Entre copos de vinho, histórias e risos — foi desta forma que no Folio se lembrou a influência de José Pinho. O livreiro e criador do festival literário está presente um pouco por todo o evento este ano e este sábado assistiram-se a dois dos principais momentos de homenagem: a mesa “Começar a casa pelo telhado”, em que figuras como Sérgio Godinho, Jorge Silva e Luís Afonso recordaram várias histórias de vida do fundador da Ler Devagar, à qual se seguiu a inauguração PIM! — Para Imaginar o Mundo, tradição anual do festival e que este ano se concentrou, precisamente na figura de Pinho, com ilustrações alusivas à sua vida e obra numa mostra intitulada O Risco de Ler Devagar.

Ao todo, são 69 as ilustrações (uma por cada ano de vida do fundador do Folio) que compõem a exposição, todas elas girando em torno dos livros, da literatura e das livrarias. “Os nossos maiores parceiros continuam a ser, sem sombra de dúvida, todos os ilustradores, mesmo aqueles que querem participar mas não podem”, sublinhou Mafalda Milhões, responsável pela curadoria da Folio Ilustra. A sessão de inauguração da exposição, na Galeria NovaOgiva, serviu ainda para entregar o Prémio Nacional de Ilustração à artista Inês Viegas Oliveira.

Com curadoria de Mafalda Milhões, exposição ilustrada PIM! — Para Imaginar o Mundo escolheu este ano como tema "O risco de Ler Devagar"

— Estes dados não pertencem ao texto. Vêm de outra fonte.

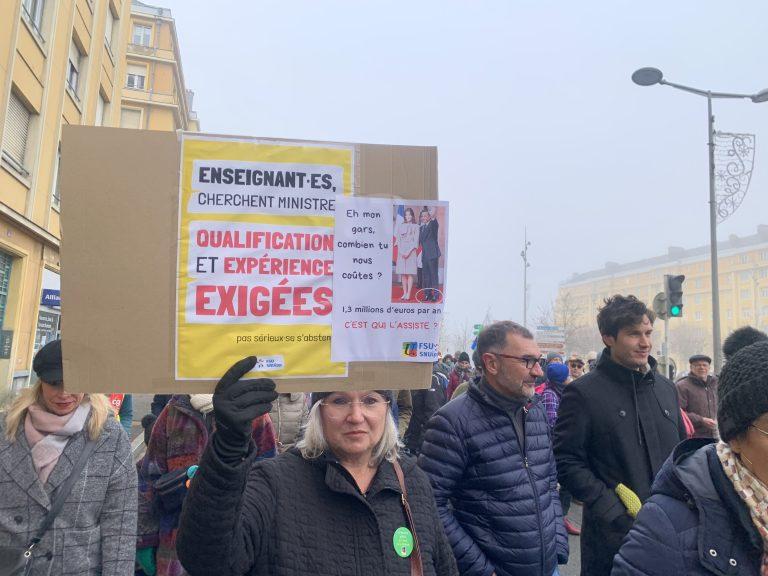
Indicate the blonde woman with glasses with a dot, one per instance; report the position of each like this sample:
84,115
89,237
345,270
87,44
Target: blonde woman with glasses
343,501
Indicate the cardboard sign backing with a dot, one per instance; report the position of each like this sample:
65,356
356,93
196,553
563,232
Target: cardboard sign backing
119,247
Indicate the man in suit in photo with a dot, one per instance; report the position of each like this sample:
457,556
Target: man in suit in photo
430,255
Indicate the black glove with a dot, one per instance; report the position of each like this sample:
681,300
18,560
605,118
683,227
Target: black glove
236,403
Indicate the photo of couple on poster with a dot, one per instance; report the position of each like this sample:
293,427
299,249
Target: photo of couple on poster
418,252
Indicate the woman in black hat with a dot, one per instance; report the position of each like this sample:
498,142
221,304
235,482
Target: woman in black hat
343,501
709,510
60,446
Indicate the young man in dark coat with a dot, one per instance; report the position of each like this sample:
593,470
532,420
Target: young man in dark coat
489,458
615,428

MARIYA SHUPENYA ricardomarypictu

Antes da abertura da exposição, a mesa do Folio Mais, na Casa Abysmo,  recordou algumas histórias da vida de Pinho. “Ninguém vai chorar hoje. O José Pinho era uma pessoa de sorrisos”, alertou logo à partida a jornalista Ana Sousa Dias, que moderou a conversa. Numa tarde onde também foi lembrada a figura de João Paulo Cotrim, escritor e fundador da editora Abysmo (que morreu em 2021 e foi homenageado pelo Folio em 2022), Sérgio Godinho — a quem a expressão que deu o nome à conversa foi atribuída — recuperou o texto que escreveu por ocasião da morte de Pinho. “Era alguém que nos instigava a continuar”, referiu o músico.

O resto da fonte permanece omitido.